I want to make horror films for animals. I want to investigate an animal's world—how it appraises the visual field for predators, reacts to ominous noise, heights, bright lights, and optical illusion.

I want to direct a film integrating my research into a virtual horizon that will accelerate the heart beat of a jungle pig.

This proposal is one of many that explore the wider potential of a woefully neglected genre. The 21st century horror film is grossly ineffective.

Precipitating embryos, toothed vaginas, human torsos squirming in abandoned footlockers: visualizations of the fantastic and absurd adhere to the stultifying calculus of the 'gross-out'—a calculus that transformed the market into a competition of spectacle not nerves.

Brain-sucking, eye-gouging, navel-raping, Ed Gein-ian flourishes of interior design... the horror film (that is, its most popular sub-genres) exploits only a narrow range of fears.

Connoisseurs scour Amazon for inventive prop masters and stylistic banality, for movies which neither horrify nor disgust but brim with comedic overtones and indulge our clinical desire to see, and not to cringe.

Horror films are evolving into thinly disguised light-hearted comedies or heavy metal action—or substitute porno. So many women we chop into bits for an excuse to see their faces contort, for them to howl and shudder in an ecstatic experience not unlike orgiastic self-abandon.

Enough with the butcher blocks and the buckets of blood unless you have less than a twenty-thousand dollar budget! We need new avenues of fear!

The most successful projects in recent years include experiments in unconventional editing and pace (Michael Haneke's "Funny Games") and atmospheric paranoia (pseudo-documentaries that don't show the monster at all). But so much more awaits.

We must cater to a market of exotic phobias. Spiders, needles, pathogens are all dried up! Let us now explore the devastating anomie lurking in the stacks of old libraries and in an ocean of moldering newspapers!

Let us develop the logic underlying the fear of bicycles, the fear of flowers, the fear of empty rooms, marketplaces, ducks, road-travel, feet, falling backwards in a chair, or choking on a ham-sandwich. Get the shark out of the bathtub and put it in a ham sandwich! I imagine a new cinema that—in the hands of a visionary director—will awaken us to a variety of mesmerizing fears. Fear that is the uncontrollable alternation between suspension and agitation of thought! Fear that is sublime!

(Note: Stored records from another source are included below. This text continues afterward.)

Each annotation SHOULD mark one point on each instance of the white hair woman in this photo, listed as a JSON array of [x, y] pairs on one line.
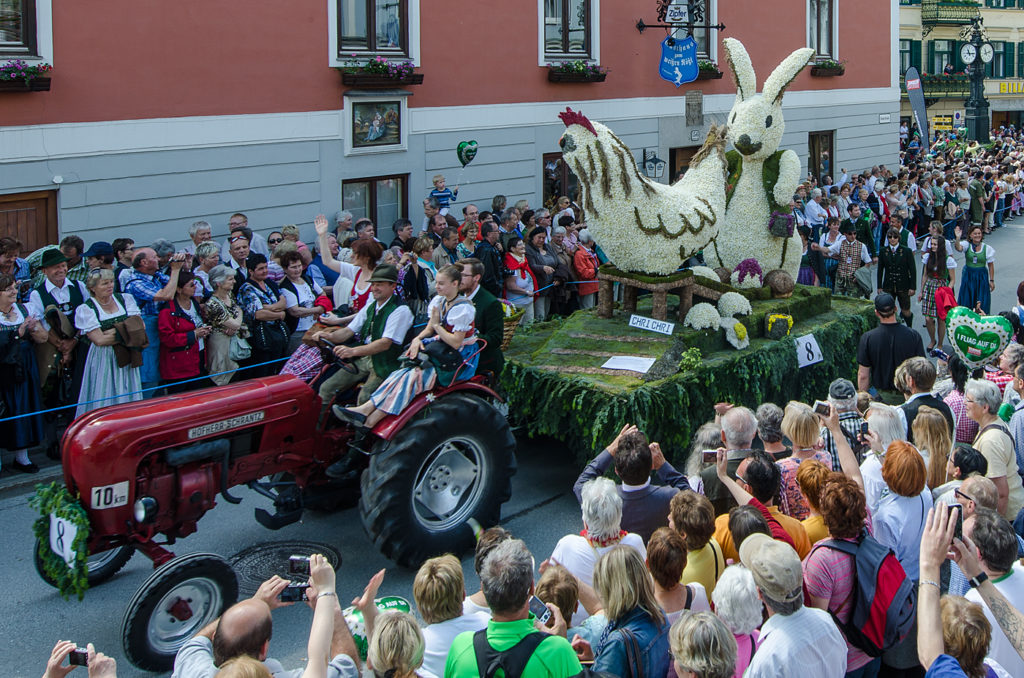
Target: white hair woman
[[736, 603], [396, 646], [226, 320], [994, 442], [701, 646], [103, 382], [624, 585], [884, 427], [208, 256], [602, 513]]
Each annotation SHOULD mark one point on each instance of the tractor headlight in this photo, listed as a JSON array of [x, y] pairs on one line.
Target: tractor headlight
[[145, 509]]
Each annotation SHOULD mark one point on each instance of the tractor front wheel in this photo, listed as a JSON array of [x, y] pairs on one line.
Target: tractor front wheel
[[171, 606]]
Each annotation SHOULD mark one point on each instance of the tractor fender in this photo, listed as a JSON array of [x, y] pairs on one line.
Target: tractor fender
[[388, 427]]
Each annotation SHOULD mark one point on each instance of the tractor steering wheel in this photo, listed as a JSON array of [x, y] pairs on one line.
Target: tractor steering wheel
[[327, 351]]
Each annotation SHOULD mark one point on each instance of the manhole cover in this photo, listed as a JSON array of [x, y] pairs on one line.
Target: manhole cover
[[258, 563]]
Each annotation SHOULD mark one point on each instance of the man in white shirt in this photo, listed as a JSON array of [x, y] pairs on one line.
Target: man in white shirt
[[438, 590], [381, 329], [816, 214], [996, 544], [796, 640], [240, 222]]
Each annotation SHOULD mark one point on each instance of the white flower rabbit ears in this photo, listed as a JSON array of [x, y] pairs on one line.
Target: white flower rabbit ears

We must exploit the cruelties of cartoons in real time. The grotesque exaggerations of emotion, the creepy reconstitution of decapitated and exploded animals, the endless cycles of predator and prey unfurling in a seamless eternity of illogical mad-cap action!

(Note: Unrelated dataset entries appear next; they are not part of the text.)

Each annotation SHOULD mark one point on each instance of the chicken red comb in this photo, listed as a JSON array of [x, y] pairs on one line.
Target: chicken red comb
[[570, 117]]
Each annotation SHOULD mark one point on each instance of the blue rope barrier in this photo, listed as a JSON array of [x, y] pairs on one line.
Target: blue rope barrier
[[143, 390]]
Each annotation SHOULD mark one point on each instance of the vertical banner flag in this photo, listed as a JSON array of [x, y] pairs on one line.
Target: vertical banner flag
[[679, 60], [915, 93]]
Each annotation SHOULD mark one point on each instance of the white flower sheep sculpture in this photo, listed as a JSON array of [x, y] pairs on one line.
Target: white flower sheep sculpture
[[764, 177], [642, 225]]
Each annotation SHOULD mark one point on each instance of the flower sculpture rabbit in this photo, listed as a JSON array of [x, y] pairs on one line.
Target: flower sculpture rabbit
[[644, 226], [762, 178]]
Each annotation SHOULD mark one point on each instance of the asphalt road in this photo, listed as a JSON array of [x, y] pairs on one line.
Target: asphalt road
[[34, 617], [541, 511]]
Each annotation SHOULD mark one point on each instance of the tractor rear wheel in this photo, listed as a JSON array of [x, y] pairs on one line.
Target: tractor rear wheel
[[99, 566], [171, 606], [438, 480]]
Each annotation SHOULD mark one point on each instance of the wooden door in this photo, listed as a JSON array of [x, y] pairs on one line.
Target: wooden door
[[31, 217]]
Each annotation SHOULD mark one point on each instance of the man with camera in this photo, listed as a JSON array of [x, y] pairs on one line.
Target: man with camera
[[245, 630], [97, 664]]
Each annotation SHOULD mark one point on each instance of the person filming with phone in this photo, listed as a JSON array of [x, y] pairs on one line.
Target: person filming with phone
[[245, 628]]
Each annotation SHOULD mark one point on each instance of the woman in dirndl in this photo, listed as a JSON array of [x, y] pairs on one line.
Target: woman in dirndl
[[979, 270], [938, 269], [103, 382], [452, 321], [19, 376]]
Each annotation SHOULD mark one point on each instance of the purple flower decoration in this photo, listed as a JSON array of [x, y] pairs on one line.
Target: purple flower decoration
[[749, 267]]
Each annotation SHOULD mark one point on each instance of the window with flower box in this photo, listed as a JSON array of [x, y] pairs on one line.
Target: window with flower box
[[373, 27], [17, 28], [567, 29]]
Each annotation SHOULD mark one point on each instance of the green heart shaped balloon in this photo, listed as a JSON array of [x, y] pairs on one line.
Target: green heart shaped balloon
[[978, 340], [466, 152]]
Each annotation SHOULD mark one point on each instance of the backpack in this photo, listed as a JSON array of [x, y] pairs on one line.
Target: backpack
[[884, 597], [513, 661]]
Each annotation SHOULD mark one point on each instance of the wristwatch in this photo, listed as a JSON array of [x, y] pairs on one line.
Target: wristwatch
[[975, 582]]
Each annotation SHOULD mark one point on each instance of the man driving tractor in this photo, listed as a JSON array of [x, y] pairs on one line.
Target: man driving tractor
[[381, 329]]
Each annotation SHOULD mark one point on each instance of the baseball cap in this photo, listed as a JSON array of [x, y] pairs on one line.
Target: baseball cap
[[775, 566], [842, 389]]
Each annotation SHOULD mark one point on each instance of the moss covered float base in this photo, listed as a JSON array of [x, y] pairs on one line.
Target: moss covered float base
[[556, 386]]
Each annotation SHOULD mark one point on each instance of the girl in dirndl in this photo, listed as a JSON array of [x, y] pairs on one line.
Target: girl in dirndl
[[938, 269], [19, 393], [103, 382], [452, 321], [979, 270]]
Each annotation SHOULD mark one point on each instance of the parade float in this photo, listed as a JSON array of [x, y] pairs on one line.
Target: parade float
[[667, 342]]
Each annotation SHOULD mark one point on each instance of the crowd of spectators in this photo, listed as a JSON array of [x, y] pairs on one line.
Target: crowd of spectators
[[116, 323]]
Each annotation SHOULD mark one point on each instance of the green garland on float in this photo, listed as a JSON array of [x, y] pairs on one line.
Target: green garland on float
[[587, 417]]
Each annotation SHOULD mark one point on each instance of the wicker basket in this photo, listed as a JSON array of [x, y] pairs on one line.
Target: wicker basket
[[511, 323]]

Samuel Beckett brilliantly distilled the horror he found in Keaton and Chaplin and became the slapstick poet of the post-nuclear age.

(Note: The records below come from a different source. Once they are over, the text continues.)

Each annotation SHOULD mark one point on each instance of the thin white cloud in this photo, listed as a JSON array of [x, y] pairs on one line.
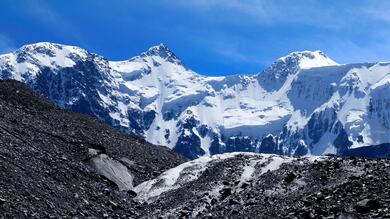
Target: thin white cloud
[[52, 19], [6, 44]]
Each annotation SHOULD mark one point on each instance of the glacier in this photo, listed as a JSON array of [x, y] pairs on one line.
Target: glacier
[[303, 104]]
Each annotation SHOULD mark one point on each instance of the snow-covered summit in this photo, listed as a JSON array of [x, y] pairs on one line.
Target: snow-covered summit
[[308, 59], [303, 104]]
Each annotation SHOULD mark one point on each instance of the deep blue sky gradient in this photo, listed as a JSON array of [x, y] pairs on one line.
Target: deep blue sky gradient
[[212, 37]]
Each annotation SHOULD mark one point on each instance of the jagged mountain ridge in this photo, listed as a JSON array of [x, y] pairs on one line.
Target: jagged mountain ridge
[[304, 103], [60, 164]]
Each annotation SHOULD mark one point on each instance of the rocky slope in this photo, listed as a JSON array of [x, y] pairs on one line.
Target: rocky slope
[[303, 104], [56, 163], [247, 185]]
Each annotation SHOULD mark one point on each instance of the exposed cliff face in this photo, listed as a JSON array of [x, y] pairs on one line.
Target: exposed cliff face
[[303, 104], [63, 164]]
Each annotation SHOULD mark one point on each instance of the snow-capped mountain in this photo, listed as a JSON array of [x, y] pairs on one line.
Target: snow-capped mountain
[[303, 104]]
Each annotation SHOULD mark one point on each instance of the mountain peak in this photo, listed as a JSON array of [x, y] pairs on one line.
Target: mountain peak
[[308, 59], [161, 50]]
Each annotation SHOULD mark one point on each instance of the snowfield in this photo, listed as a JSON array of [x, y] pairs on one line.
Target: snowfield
[[303, 104]]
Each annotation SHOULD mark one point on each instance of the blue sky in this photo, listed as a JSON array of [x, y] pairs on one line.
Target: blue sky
[[213, 37]]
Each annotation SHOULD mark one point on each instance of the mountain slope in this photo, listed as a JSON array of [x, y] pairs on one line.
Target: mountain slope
[[303, 104], [56, 163], [239, 185]]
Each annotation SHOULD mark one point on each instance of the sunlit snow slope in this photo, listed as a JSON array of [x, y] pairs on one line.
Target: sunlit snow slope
[[303, 104]]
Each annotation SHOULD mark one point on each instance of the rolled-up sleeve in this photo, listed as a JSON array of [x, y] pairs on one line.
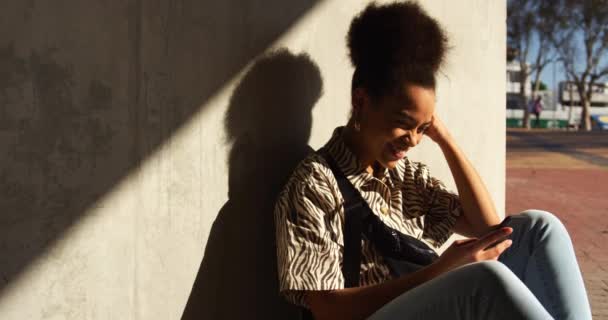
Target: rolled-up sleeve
[[442, 206], [308, 255]]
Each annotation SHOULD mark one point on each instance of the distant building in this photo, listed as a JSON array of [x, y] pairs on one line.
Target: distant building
[[599, 98], [514, 100]]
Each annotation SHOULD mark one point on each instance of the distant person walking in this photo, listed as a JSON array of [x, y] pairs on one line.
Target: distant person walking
[[536, 107]]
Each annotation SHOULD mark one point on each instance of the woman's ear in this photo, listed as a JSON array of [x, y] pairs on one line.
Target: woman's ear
[[360, 101]]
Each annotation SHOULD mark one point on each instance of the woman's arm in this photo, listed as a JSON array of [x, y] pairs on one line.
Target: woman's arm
[[361, 302], [479, 211]]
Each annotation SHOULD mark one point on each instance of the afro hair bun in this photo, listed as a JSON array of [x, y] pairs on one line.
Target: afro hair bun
[[397, 35]]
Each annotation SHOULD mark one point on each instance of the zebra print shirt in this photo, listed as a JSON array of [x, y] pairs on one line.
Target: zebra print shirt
[[309, 218]]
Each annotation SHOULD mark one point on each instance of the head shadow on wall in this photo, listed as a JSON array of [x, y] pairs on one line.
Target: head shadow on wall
[[268, 123], [76, 121]]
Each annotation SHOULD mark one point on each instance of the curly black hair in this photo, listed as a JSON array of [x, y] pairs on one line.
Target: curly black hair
[[395, 43]]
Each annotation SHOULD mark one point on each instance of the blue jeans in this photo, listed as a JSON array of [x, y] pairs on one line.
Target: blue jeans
[[536, 278]]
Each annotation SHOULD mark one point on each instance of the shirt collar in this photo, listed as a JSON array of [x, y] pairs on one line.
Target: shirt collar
[[349, 163]]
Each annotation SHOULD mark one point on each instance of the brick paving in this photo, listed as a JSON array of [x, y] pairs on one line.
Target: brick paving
[[566, 173]]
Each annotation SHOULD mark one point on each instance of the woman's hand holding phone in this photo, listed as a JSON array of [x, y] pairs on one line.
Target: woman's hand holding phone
[[466, 251]]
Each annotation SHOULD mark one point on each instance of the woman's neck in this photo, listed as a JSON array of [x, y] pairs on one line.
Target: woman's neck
[[352, 140]]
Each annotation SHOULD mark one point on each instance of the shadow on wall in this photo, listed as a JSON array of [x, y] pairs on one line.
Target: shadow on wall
[[76, 117], [268, 122]]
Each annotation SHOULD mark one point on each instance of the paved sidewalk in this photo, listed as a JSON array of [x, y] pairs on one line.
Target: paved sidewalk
[[566, 173]]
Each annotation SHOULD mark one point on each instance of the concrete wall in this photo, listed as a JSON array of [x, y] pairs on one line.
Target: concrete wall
[[139, 153]]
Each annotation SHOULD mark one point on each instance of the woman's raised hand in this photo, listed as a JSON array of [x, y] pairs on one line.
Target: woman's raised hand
[[489, 247]]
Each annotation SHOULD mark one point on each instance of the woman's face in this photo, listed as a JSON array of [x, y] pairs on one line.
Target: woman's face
[[395, 123]]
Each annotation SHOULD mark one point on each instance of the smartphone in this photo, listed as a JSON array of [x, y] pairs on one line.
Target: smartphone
[[502, 224]]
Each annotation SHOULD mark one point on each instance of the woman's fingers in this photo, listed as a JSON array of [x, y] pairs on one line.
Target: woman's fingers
[[497, 250], [462, 242]]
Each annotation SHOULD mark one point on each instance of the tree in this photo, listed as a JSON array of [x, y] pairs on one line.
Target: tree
[[523, 24], [580, 38]]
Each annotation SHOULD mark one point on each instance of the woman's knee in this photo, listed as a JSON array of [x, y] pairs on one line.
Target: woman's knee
[[493, 274], [543, 220]]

With the special effects now at our disposal, we must do the same with the insanity of the woodpecker! Imagine a 10 hour film edited by an amphetamine junky in which human bodies are subject to Warner Brothers' physics and Bugs Bunny tirelessly expounds a life philosophy.

We must incorporate the stylistic elements of those eerie science documentaries that terrified us in lower school. Exeunt Vincent Price and hello Carl Sagan! In a poorly transferred static-monotone, a faceless voice laments the destruction of nature and estimates (with an esoteric optimism) the soul-crushing size of the universe. Halogen lamps, star-clusters, sea-monsters—under the voice each exhibit becomes a metaphor for the cosmos' pitilessness. If the subject matter wasn't intrinsically terrifying, by the voice it would be. And if not terrifying, then claustrophobic and dusty. We need this in our films!

The possibilities abound: travelogues of virtual realities generated by outdated computers, spliced-together 'home-movies' of the lower-middle class, footage from the world's creepiest security cameras... I have barely scratched the surface of what horror might become.